Built in 2012, CMA CGM Marco Polo is 1,300 feet long by 175 feet wide and has a carrying capacity of 16,022 TEU, making it the largest ship to ever dock on the East Coast of North America.
The vessel is deployed on the Ocean Alliance’s AWE3/Columbus service, which connects U.S. East Coast (and Halifax) and Asia via the Suez Canal, with cross-Pacific links to the U.S. West Coast. The AWE3/Columbus service includes 19 vessels ranging in size from 10,000 TEUs to 16,000 TEUs.
The ship made its first North American call earlier this month when it arrived at the Port of Halifax, the only port in Eastern Canada that can accommodate ultra-large vessels. It later called at the Port of New York and New Jersey and Port of Virginia. It’s final East Coast call will be at the Port of Charleston in South Carolina at the end of this month.
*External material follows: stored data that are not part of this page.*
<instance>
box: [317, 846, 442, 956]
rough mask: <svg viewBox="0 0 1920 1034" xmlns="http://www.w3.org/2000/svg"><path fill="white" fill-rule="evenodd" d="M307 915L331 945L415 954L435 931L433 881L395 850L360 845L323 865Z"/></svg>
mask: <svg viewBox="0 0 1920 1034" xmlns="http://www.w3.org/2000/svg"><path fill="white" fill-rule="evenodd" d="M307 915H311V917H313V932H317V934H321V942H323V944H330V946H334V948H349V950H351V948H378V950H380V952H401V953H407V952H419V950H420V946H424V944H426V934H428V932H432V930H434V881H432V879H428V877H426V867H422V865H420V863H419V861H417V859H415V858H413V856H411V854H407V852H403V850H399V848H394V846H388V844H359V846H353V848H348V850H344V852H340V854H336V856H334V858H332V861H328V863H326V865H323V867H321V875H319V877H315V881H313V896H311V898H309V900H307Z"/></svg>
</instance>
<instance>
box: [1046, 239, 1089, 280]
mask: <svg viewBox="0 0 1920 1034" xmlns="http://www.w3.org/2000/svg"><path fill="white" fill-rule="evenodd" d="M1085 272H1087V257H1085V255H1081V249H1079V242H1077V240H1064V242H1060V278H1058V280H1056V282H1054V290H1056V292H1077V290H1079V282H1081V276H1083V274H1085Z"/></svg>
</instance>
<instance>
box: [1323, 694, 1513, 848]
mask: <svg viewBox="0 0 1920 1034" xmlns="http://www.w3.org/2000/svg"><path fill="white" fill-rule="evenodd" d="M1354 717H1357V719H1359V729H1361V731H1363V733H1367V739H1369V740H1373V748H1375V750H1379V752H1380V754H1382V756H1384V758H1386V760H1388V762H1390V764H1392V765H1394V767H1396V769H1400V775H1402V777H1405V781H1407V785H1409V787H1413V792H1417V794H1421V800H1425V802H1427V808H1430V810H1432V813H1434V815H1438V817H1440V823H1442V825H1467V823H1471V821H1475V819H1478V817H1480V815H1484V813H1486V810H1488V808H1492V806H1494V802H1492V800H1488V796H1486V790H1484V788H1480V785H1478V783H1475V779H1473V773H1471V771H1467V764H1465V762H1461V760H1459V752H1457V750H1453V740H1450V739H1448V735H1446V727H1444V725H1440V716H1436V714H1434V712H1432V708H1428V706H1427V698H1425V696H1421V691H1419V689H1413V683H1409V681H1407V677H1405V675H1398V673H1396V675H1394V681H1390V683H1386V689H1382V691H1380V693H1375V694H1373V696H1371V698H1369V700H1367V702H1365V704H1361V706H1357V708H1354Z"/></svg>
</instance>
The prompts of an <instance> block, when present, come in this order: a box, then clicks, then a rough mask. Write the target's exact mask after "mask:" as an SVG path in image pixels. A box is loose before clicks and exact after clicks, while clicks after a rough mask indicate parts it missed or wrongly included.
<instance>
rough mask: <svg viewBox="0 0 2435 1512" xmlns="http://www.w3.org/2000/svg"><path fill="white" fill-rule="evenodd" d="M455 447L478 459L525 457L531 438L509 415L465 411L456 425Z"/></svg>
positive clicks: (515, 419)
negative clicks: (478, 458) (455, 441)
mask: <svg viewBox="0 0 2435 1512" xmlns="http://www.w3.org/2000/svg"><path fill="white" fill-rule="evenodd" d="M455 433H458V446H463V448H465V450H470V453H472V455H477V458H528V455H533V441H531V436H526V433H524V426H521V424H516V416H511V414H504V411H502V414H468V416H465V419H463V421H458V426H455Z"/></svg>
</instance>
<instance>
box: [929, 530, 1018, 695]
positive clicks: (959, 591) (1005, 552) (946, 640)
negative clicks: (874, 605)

After docking at Port of Savannah’s Berth 9 on Wednesday morning, port workers began cargo operations with seven ship-to-shore cranes to load and unload an estimated 6,000 TEUs of cargo from the vessel.
To expand the Port of Savannah’s ability to serve vessels of Marco Polo’s size, the Georgia Ports Authority (GPA) has begun construction to straighten a bend at Berth 1 of Garden City Terminal, allowing the Savannah to simultaneously serve four 16,000-TEU vessels, as well as three additional ships. Berth 1 renovations will add an estimated 1 million TEUs per year of berth capacity by 2023.
GPA was scheduled to work five other vessels simultaneous to the CMA CGM Marco Polo on Wednesday.
“In my seven years serving on the port authority board, it has been gratifying to see Savannah step up to the plate and increase its capacity, infrastructure and workforce to accommodate massive vessels like the Marco Polo,” said outgoing GPA Board Chairman Will McKnight, who boarded the vessel at the mouth of the Savannah River with the pilots who guided the ship along the channel. “There is a reason Garden City Terminal has become the hub for global commerce in the Southeastern U.S: 30 cranes, nearly 10,000 feet of contiguous dock space, and a 1,345-acre container yard.”